Re: [PATCH bpf-next] bpf: introduce helper bpf_raw_read_cpu_clock

From: Marcelo Tosatti
Date: Thu Oct 07 2021 - 05:42:24 EST


Hi Peter, Song,

On Thu, Oct 07, 2021 at 09:18:56AM +0200, Peter Zijlstra wrote:
> On Wed, Oct 06, 2021 at 02:37:09PM -0700, Song Liu wrote:
> > On Wed, Oct 6, 2021 at 10:52 AM Marcelo Tosatti <mtosatti@xxxxxxxxxx> wrote:
> > >
> > >
> > >
> > > Add bpf_raw_read_cpu_clock helper, to read architecture specific
> > > CPU clock. In x86's case, this is the TSC.
> > >
> > > This is necessary to synchronize bpf traces from host and guest bpf-programs
> > > (after subtracting guest tsc-offset from guest timestamps).
> >
> > Trying to understand the use case. So in a host-guest scenario,
> > bpf_ktime_get_ns()
> > will return different values in host and guest, but rdtsc() will give
> > the same value.
> > Is this correct?
>
> No, it will not.

No, but we can find out the delta between host and guest TSCs.

On x86, you can read the offset through debugfs file:

debugfs_create_file("tsc-offset", 0444, debugfs_dentry, vcpu,
&vcpu_tsc_offset_fops);

Other architectures can expose that offset.

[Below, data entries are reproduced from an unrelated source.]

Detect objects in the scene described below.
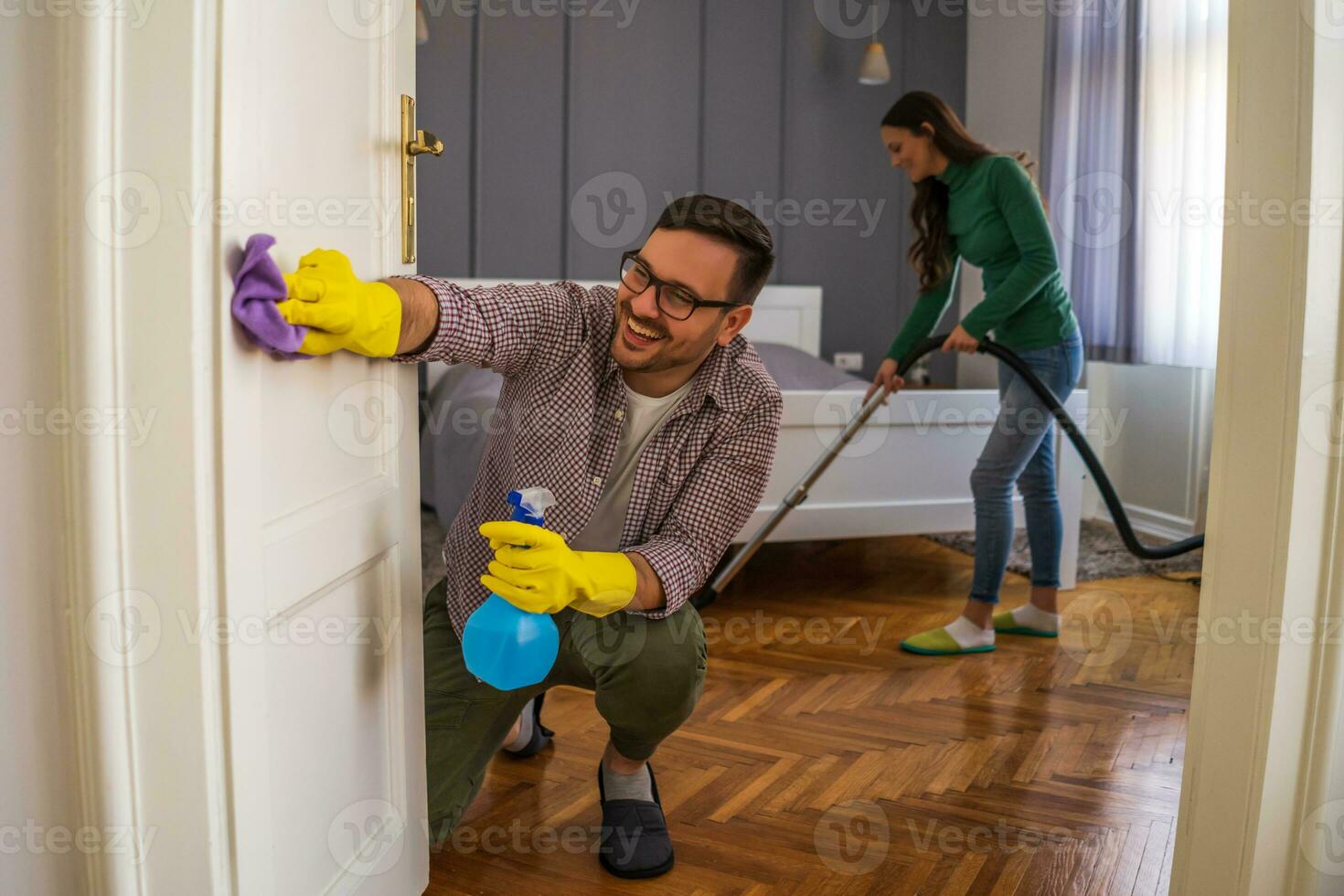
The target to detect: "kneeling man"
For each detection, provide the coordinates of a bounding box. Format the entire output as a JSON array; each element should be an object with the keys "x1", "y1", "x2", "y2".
[{"x1": 280, "y1": 195, "x2": 783, "y2": 877}]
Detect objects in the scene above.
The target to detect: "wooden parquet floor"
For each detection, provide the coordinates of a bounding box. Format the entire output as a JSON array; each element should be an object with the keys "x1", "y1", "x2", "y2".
[{"x1": 426, "y1": 536, "x2": 1199, "y2": 896}]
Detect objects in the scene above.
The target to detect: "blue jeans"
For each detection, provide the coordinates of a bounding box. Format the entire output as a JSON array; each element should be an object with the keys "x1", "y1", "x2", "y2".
[{"x1": 970, "y1": 329, "x2": 1083, "y2": 603}]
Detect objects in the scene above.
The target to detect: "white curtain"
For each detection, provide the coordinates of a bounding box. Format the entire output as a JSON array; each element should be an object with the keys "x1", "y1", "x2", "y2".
[{"x1": 1135, "y1": 0, "x2": 1231, "y2": 368}]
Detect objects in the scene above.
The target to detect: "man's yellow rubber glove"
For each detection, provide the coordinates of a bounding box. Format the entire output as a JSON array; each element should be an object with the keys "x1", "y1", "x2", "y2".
[
  {"x1": 477, "y1": 521, "x2": 637, "y2": 616},
  {"x1": 275, "y1": 249, "x2": 402, "y2": 357}
]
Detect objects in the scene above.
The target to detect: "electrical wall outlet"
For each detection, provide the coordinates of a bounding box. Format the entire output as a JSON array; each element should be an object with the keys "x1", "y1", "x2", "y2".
[{"x1": 835, "y1": 352, "x2": 863, "y2": 371}]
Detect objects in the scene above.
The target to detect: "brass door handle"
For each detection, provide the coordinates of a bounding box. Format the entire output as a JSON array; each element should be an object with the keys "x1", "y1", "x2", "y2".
[
  {"x1": 402, "y1": 94, "x2": 443, "y2": 264},
  {"x1": 406, "y1": 128, "x2": 443, "y2": 155}
]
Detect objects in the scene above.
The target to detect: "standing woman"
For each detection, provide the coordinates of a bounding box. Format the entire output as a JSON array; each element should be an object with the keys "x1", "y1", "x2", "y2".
[{"x1": 869, "y1": 91, "x2": 1083, "y2": 655}]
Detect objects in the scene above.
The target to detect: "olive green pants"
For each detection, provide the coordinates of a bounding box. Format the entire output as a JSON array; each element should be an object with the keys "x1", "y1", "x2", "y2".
[{"x1": 425, "y1": 581, "x2": 706, "y2": 842}]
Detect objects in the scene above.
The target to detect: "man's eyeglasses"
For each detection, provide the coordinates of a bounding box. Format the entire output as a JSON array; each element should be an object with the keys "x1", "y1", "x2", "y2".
[{"x1": 621, "y1": 252, "x2": 743, "y2": 321}]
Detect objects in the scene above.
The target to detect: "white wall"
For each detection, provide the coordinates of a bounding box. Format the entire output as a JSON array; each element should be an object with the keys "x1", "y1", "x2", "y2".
[
  {"x1": 0, "y1": 16, "x2": 86, "y2": 895},
  {"x1": 957, "y1": 14, "x2": 1213, "y2": 539}
]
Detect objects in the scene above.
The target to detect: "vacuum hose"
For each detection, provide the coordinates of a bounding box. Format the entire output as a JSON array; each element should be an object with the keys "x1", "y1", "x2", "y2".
[{"x1": 695, "y1": 333, "x2": 1204, "y2": 606}]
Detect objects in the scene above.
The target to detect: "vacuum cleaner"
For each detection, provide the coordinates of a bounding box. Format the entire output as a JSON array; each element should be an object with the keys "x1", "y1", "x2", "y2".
[{"x1": 694, "y1": 333, "x2": 1204, "y2": 607}]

> Also, please explain if any of this stands a chance of
> working for anything other than x86.

Yes, the same pattern repeats

ARM:

With offset between guest and host:
https://developer.arm.com/documentation/ddi0595/2020-12/AArch64-Registers/CNTVCT-EL0--Counter-timer-Virtual-Count-register?lang=en

Without offset:
commit 051ff581ce70e822729e9474941f3c206cbf7436

PPC:
https://yhbt.net/lore/all/5f267a8aec5b8199a580c96ab2b1a3c27de4eb09.camel@xxxxxxxxx/T/

(Time Base Register is read through mftb instruction).

> Or even on x86 in the face of
> guest migration.

It won't, but honestly we don't care about tracing at this level across
migration.

> Also, please explain, again, what's wrong with dumping snapshots of
> CLOCK_MONOTONIC{,_RAW} from host and guest and correlating time that
> way?

You can't read the guest and the host clock at the same time (there will always
be some variable delay between reading the two clocks). And that delay
is not fixed, but variable (depending on scheduling of the guest vcpus,
for example). So you will need an algorithm to estimate their differences,
with non zero error bounds:

"
Add a driver with gettime method returning hosts realtime clock.
This allows Chrony to synchronize host and guest clocks with
high precision (see results below).

chronyc> sources
MS Name/IP address Stratum Poll Reach LastRx Last sample
===============================================================================
#* PHC0 0 3 377 6 +4ns[ +4ns] +/- 3ns
"

Now with the hardware clock (which is usually the base for CLOCK_MONOTONIC_RAW),
there are no errors (offset will be 0 ns, rather than 3/4ns).

> And also explain why BPF needs to do this differently than all the other
> tracers.

For x86 we use:

echo "x86-tsc" > /sys/kernel/debug/tracing/trace_clock

For this purpose, on x86, so its not like anything different is being
done?